As she talked, tears welled up in her eyes, and I finally saw the person I had fallen in love with after what seemed like an eternity.

In the months that followed, things kept getting better. Slowly at first, she resumed painting. Her mother would visit and watch our boy while she spent a few hours in her painting studio, reestablishing a connection with the aspect of herself that she had long neglected.
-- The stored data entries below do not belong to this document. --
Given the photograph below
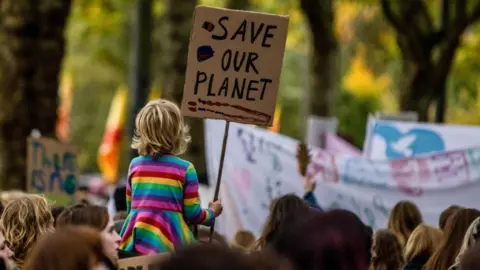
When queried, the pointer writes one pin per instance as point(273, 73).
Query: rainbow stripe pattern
point(162, 198)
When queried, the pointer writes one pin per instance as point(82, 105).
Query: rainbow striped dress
point(162, 198)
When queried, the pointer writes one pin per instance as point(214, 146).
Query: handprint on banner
point(248, 144)
point(242, 181)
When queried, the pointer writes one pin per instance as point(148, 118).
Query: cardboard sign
point(234, 64)
point(52, 169)
point(142, 262)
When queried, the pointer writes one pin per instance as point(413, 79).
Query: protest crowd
point(160, 204)
point(160, 223)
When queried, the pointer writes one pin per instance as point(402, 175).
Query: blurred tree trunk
point(320, 17)
point(179, 16)
point(427, 51)
point(32, 50)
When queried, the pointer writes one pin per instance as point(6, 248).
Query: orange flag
point(276, 119)
point(63, 120)
point(109, 153)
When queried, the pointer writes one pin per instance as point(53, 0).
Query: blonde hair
point(424, 240)
point(470, 238)
point(403, 219)
point(388, 253)
point(160, 130)
point(23, 221)
point(7, 196)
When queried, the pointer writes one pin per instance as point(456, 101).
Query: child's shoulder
point(166, 160)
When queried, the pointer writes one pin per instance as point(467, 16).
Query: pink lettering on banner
point(410, 172)
point(323, 164)
point(451, 166)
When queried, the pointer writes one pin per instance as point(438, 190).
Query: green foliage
point(97, 58)
point(352, 114)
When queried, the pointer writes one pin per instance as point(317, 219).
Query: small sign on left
point(52, 169)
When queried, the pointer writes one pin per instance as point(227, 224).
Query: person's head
point(215, 257)
point(97, 217)
point(322, 241)
point(471, 260)
point(403, 219)
point(243, 240)
point(56, 211)
point(6, 254)
point(471, 237)
point(160, 130)
point(23, 221)
point(282, 211)
point(387, 253)
point(7, 196)
point(73, 248)
point(446, 214)
point(423, 241)
point(453, 235)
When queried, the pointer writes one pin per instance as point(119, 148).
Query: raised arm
point(192, 210)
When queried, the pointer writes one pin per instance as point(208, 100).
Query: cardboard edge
point(204, 7)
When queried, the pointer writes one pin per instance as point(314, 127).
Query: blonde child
point(162, 189)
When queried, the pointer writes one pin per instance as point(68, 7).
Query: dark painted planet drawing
point(208, 26)
point(204, 53)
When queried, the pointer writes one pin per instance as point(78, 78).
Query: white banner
point(396, 139)
point(317, 126)
point(260, 166)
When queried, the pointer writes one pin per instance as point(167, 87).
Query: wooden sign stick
point(219, 175)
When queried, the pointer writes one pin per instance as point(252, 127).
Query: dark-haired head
point(331, 240)
point(282, 213)
point(97, 217)
point(56, 211)
point(453, 235)
point(471, 260)
point(446, 214)
point(87, 215)
point(403, 219)
point(215, 257)
point(73, 248)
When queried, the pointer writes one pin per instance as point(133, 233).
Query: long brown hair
point(23, 221)
point(387, 251)
point(72, 248)
point(88, 215)
point(453, 236)
point(282, 211)
point(403, 219)
point(423, 241)
point(446, 214)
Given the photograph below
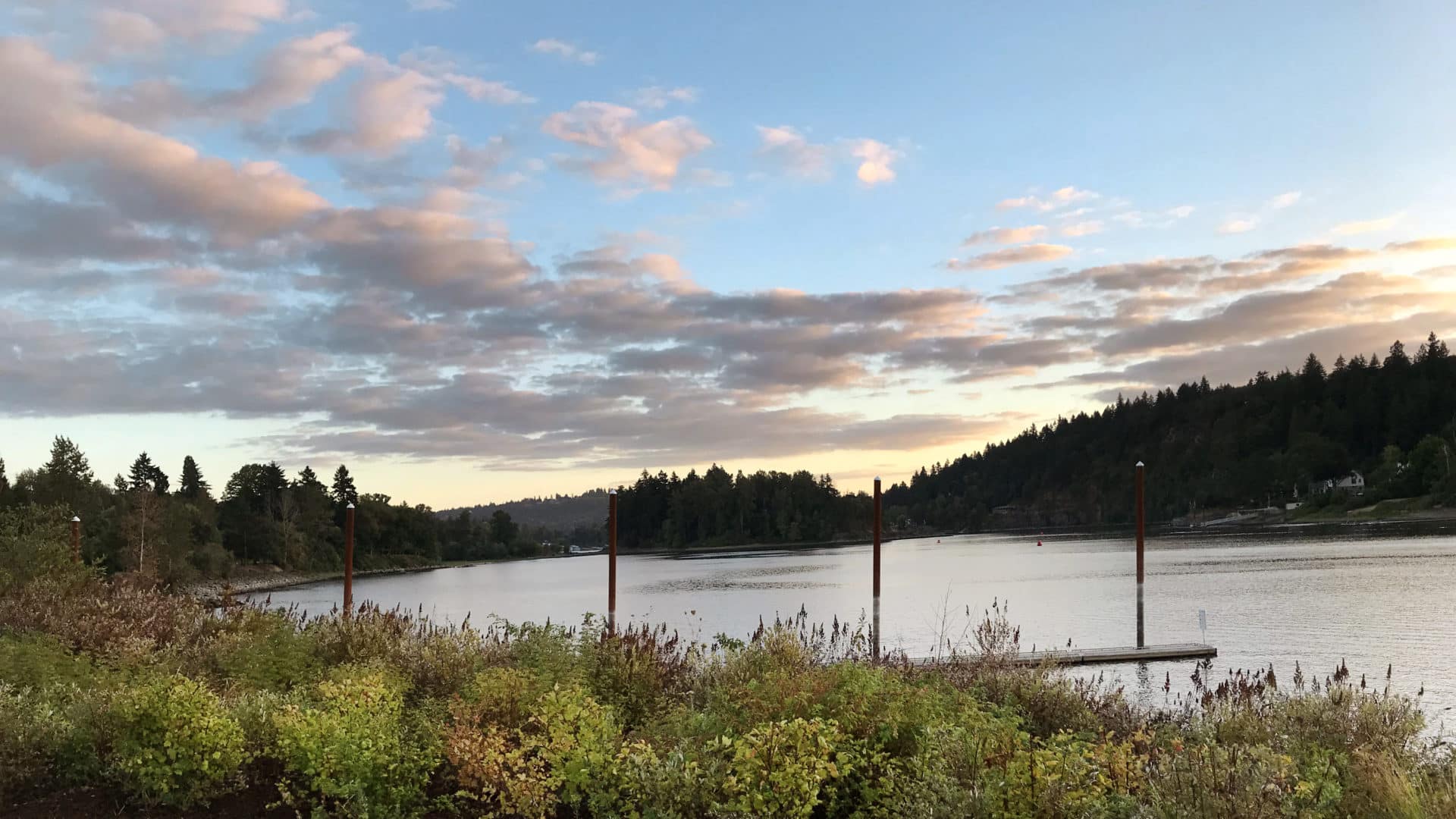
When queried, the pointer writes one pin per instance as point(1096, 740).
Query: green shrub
point(36, 542)
point(351, 751)
point(175, 742)
point(670, 784)
point(780, 768)
point(638, 670)
point(49, 738)
point(563, 754)
point(267, 651)
point(31, 661)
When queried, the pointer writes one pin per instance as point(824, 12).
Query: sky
point(482, 251)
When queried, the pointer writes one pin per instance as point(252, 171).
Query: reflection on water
point(1370, 595)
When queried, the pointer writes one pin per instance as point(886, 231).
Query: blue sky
point(482, 251)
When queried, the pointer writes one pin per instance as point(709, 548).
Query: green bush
point(564, 752)
point(351, 751)
point(267, 651)
point(36, 542)
point(175, 742)
point(49, 739)
point(780, 768)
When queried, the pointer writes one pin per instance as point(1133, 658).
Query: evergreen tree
point(193, 484)
point(344, 491)
point(1432, 350)
point(67, 465)
point(147, 475)
point(1397, 359)
point(503, 529)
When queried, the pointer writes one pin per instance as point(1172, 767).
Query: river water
point(1372, 595)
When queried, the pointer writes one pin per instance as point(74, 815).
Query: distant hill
point(560, 512)
point(1213, 447)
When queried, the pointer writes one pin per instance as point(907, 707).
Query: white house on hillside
point(1351, 483)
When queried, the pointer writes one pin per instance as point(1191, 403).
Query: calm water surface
point(1373, 595)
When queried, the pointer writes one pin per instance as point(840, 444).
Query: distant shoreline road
point(255, 579)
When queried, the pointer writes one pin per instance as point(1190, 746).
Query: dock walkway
point(1119, 654)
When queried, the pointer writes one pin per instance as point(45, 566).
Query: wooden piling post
point(878, 523)
point(1141, 526)
point(612, 560)
point(348, 560)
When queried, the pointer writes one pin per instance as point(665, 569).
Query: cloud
point(289, 74)
point(121, 33)
point(622, 149)
point(1006, 235)
point(1423, 245)
point(1006, 257)
point(50, 120)
point(440, 64)
point(654, 98)
point(386, 108)
point(875, 161)
point(794, 152)
point(1369, 226)
point(1060, 197)
point(565, 52)
point(1084, 228)
point(1285, 200)
point(1280, 314)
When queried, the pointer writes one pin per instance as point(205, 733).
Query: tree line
point(720, 509)
point(1261, 444)
point(1266, 442)
point(140, 522)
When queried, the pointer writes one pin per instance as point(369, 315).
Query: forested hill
point(561, 513)
point(1213, 447)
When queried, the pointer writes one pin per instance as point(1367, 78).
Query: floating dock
point(1120, 654)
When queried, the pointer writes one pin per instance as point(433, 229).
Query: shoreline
point(253, 580)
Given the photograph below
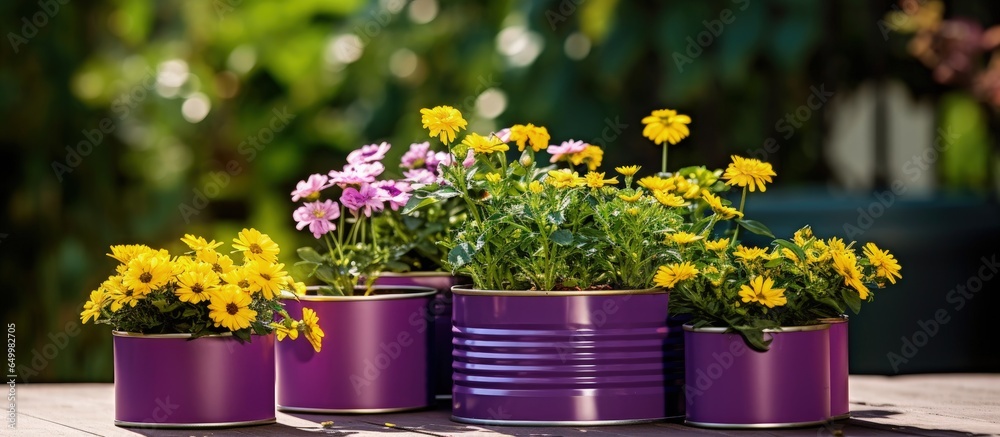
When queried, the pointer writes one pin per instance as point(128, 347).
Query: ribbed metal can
point(174, 381)
point(564, 358)
point(374, 356)
point(730, 385)
point(438, 312)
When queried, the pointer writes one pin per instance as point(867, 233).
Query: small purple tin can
point(173, 381)
point(840, 403)
point(374, 357)
point(730, 385)
point(563, 358)
point(439, 311)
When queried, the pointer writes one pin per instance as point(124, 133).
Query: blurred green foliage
point(351, 73)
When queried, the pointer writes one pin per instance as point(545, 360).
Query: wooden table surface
point(920, 405)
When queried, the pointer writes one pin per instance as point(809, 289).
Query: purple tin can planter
point(439, 311)
point(840, 403)
point(730, 385)
point(172, 381)
point(563, 358)
point(374, 357)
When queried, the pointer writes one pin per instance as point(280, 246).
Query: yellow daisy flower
point(565, 179)
point(720, 244)
point(197, 284)
point(229, 307)
point(480, 144)
point(256, 246)
point(147, 272)
point(669, 275)
point(311, 329)
point(92, 308)
point(666, 125)
point(199, 244)
point(760, 290)
point(596, 180)
point(885, 264)
point(667, 199)
point(538, 136)
point(748, 172)
point(443, 122)
point(846, 264)
point(628, 171)
point(750, 253)
point(683, 237)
She told me one evening, “I forgot how much I love this,” while displaying a painting she had been working on. “It feels good to create again.”

Her relationship with our son also began to improve. I would see them reading aloud or her showing him how to use crayons to sketch basic shapes. Slowly but surely, the gap between them was narrowing. As though he could tell that Mommy was truly back, he also appeared happier and more at ease.

Although our family wasn’t flawless, we were getting better. Together.